In Spanje ontbijt je twee keer heel licht, heb je van twee
tot half vier de hoofdmaaltijd: de Menú del diá en ’s avonds laat, na
negenen meestal, een paar tapas bij je bier. Omdat wij in een hotel met een
vorstelijk ontbijtbuffet zaten, is de middagmaaltijd wegens verzadiging nooit
helemaal van de grond gekomen, en moesten wij het juist weer hebben van de
avondtapas, die we wat naar voren schoven, naar een uur of acht.
Op maandag zijn alle eettentjes in Valencia gesloten, met
uitzondering van restaurants en terrassen die horen bij hotels. Die blijven vreemd
genoeg wel open. Wij vonden het terrasje van Ramirez Flats (een design-aparthotel,
niet geheel toevallig om de hoek bij ons hotel gelegen), waar we vier
gerechtjes namen.
Steak tartar |
Wie het leven tot de grens wil leven, moet natuurlijk in den
vreemde rauwe kost gaan eten. De Steak tartar was in dat opzicht een verrukkelijke
uitdaging. Subtiel en vluchtig, maar aards tegelijk. En de volgende dag leefden
we nog!
De Caracoles cabrilla waren een klein beetje vlak. Eigenlijk
smaken slakken nergens naar en moet het knoflook/oliesausje de zaak pimpen. Atùn
marinado en Sepia con mayonesa, de twee visgerechten, waren volledig
naar genoegen. Alles was goed en vers, en met panache klaargemaakt. Als wij in
Nederland inktvis zeggen, zeggen de Spanjaarden sepia, of chipiron, pulpo
of calamar (waarvan de tentakels weer puntillitas genoemd worden).
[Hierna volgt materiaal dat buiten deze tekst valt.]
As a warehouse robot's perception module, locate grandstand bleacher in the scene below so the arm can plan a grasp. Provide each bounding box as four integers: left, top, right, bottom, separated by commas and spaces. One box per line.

Inktvis bestaat hier niet.
Jenet ziet eruit als een geboren Spaanse, zodat zij en haar
eigenaardige, bleke reus overal meteen een soort rapport met de bediening en de
aanpalende tafeltjes hadden. Helaas beperkt Jenet haar Spaans zich tot “No
hablo español”. Het mijne ook, trouwens. Maar met flarden Ivriet en Swahili
(Jenet), en Italiaans (ik), redden we ons niettemin verder uitstekend, wel hier
en daar enkele verbijsterde blikken veroorzakend.
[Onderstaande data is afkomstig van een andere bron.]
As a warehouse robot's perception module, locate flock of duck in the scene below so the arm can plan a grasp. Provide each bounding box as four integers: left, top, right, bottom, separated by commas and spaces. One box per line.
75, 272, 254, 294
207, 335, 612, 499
Omdat ons hotel buiten het centrum van Valencia ligt, namelijk
aan de voormalige oostoever van de drooggelegde rivier Turia, thans een zeer
indrukwekkend stadspark, hadden wij het geluk dat we voor ons avondeten onze
toevlucht konden zoeken bij eenvoudige, ééntalige en niet op toeristen
ingestelde pretentieloze eetstalletjes, met wat wrakkige tafeltjes op straat en
voor minder dan de helft van de prijs die ze durven vragen in het toeristische
centrum. Het spreekt vanzelf dat zulks precies is wat we wensten.
12 Intenciones |
De meeste avonden vond men ons dan ook terug bij het tentje 12
Intenciones aan de Carrer de Vicent Sancho Tello.
Daar zit je echt tussen de Spaanse buurtgenoten en de geparkeerde auto’s.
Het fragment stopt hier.